You probably already spend much time and effort ensuring your website displays perfectly in a broad range of browers, you probably spend time ensuring your colour scheme and images look great in a range of display resolutions and how many hours do you put in ensuring your website is indexed by all the major search engines?
So with all this effort, why do so many web designers ignore the needs of those who may have difficulty using a mouse or may suffer from one of the many visual disorders? The answer is that building an accessible website is considered to be difficult, time-consuming and simply not worth the effort. This is not true, creating an accessible website is relatively easy and will allow a greater number of people access to your website.
These are some simple steps you can implement today to improve the accessibility of your website.
Many people need extreme contrast between the text and background colour in order to be able to read your text. If your text is dark blue, avoid using a light blue background colour.
Using colour to convey information or request an action from the user should also be avoided, for example telling someone to 'clïck the red button to continue' is not much help to a person who cannot distinguish red colours. It seems obvious, but it's overlooked on many thousands of websites.
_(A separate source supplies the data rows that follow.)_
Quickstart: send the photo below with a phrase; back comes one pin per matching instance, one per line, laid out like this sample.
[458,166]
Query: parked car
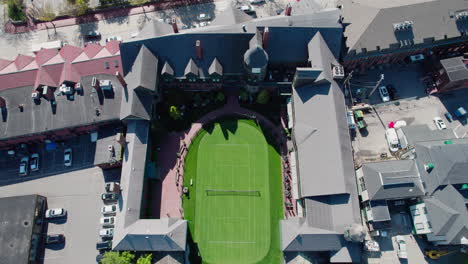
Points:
[392,139]
[440,124]
[67,157]
[384,94]
[118,38]
[55,239]
[106,232]
[109,209]
[55,213]
[401,247]
[104,245]
[34,164]
[113,187]
[203,17]
[247,9]
[109,196]
[417,57]
[24,162]
[107,221]
[93,34]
Font sizes should be relative rather than absolute. Absolute font sizes, those measured in points or pixels should be avoided as they prevent the visitor from resizing text. If someone cannot read your page they are simply going to leave.
Relative font sizes allow your visitors to display the text on your website in a size that suits them best. These font sizes can be specified as a percentage, for example the base font for a web page may be 100%, headers could be 120% and so on.
All images on your website should be accompanied with additional
text information describing what the image contains.
You do this with the alt attribute of the img tag. For example...
< img src="button1.gif" alt="Clïck to proceed to shopping cart">
You should avoid the use of transparent images spacer images for formatting. You can achieve the same layout precision by using cascading style sheets (CSS). Do a quick search for 'style sheets' for a wealth of information and tutorials.
Almost all websites use tables to a layout a page. Tables are easy to understand and achieve the desired layout quickly and easily. However, you should avoid them as a layout tool as much as possible.
Tables can cause the size of your pages to increase dramatically slowing download times, they often require the use of transparent images to achieve the proper layout and they make it extremely difficult for screen readers to convey the information on a page correctly to their users. Screen readers are programs which read out the information on a webpage to someone who cannot see that information for themselves.
Rather than using tables to format your pages you should start using CSS-based layouts. CSS offers you greater precision when laying out your pages, decreases the amount of HTML required for formatting and makes it much easier for screen readers to interpret your pages correctly.
Access keys are basically keyboard shortcuts that are primarily designed to help those people who have difficulty using a mouse.
You can assign an access key to several HTML elements, however the first one you should consider is the anchor element. Here's an example:
<a href="home.html" accesskey="h">Homepage</a>
< a href="about.html" accesskey="a">About Us</a>
< a href="search.html" accesskey="s">Search Page</a>
Then when a Windows user visits your website they can access the home page by pressing ALT + h, the about page by pressing ALT + a and the search page by pressing ALT + s. This simple feature can dramatically improve the usability of your website for people with limited mobility.
A text-only version of your website can help users with visual disabilities. However, unless your content is stored in a database, creating a text only version doubles your workload and makes it more difficult to update your content. If you website is well designed in the first place a text only version will not be necessary
Of course, there are many more enhancements you can make to your website to ensure it is truly accessible, but implementing these simple steps will start you on your way in no time. An accessible website with good navigation, less html and a consistent, logical structure will not only benefit those with a visual, aural, or physical disabilility but will also help your content to be more easily indexed by search engines.